Nammi Park (Busan / KR), Jubert Marquez (Busan / KR), Maria Victoria Faith Garcia (Busan / KR), Jessa Flores (Busan / KR), Jeong Rim Ko (Busan / KR), Jin Han (Busan / KR)

Abstract

Cereblon (CRBN) is a substrate receptor of the E3 ubiquitin ligase complex, which has been reported to target ion channel proteins. Modulation of the L-type voltage-dependent Ca2+ channel α1c subunit (Cav1.2α) is a critical player in heart failure associated with reduced ejection fraction (HFrEF), but the underlying cellular mechanisms are unclear. Here, we explored the role of CRBN in HFrEF by investigating the direct regulatory role of CRBN in Cav1.2α activity, and how it can serve as a target to address myocardial dysfunction. Cardiac tissues from HFrEF patients exhibit increased levels of CRBN, suggesting its involvement in heart failure (HF).
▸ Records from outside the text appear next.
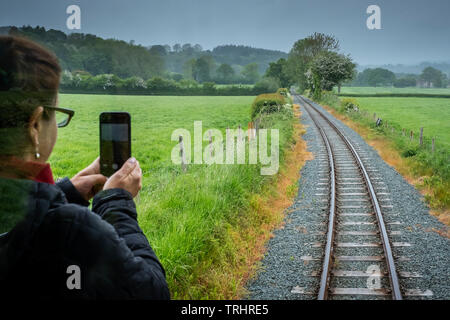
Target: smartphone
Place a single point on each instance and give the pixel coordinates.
(115, 141)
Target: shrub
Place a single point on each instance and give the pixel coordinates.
(267, 103)
(283, 91)
(349, 105)
(267, 85)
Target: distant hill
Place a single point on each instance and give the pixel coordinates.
(234, 55)
(408, 69)
(87, 52)
(243, 55)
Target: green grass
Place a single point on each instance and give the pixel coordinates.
(431, 169)
(379, 90)
(185, 216)
(433, 114)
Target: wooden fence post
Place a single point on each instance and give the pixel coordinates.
(182, 155)
(421, 136)
(210, 144)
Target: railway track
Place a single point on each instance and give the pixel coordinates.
(352, 193)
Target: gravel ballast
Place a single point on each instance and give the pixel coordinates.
(284, 271)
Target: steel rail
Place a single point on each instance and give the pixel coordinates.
(393, 276)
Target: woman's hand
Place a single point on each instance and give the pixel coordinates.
(89, 181)
(129, 177)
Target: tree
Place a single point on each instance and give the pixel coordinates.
(406, 81)
(159, 50)
(225, 73)
(329, 69)
(278, 70)
(201, 70)
(250, 73)
(177, 48)
(304, 51)
(433, 77)
(198, 48)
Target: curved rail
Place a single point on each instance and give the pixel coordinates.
(393, 276)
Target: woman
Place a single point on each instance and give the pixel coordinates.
(51, 244)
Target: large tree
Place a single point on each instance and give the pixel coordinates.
(278, 70)
(433, 77)
(201, 71)
(225, 73)
(304, 51)
(250, 73)
(329, 69)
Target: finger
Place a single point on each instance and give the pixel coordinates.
(137, 171)
(97, 179)
(127, 168)
(93, 168)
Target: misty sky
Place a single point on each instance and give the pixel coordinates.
(412, 30)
In vivo and ex vivo animal model studies demonstrate that whole body CRBN-knockout (CRBN-/-) and cardiac-specific knockout mice (Crbnfl/fl/Myh6Cre+,) enhanced cardiac contractility with increased L-type calcium channel current (ICaL), modulated by the direct interaction of CRBN with Cav1.2α subunit. Mechanistically, we discovered that the Lon domain of CRBN directly interacts with the N-terminal of Cav1.2α. Increasing CRBN levels enhanced ubiquitination and proteasomal degradation of Cav1.2α and decreased L-type Ca2+ channel currents. By contrast, genetic or pharmacological depletion of CRBN via TD-165, a novel CRBN-targeting degrader, increased the surface expression of Cav1.2α and enhanced L-type Ca2+ channel currents. We have also discovered that CRBN-/- mice exhibited resistance to doxorubicin-induced HF. findings indicate that CRBN selectively degrades Cav1.2α, which in turn facilitates cardiac dysfunction, suggesting that reducing CRBN levels could serve as a new target of cardioprotective therapeutic strategy for HF.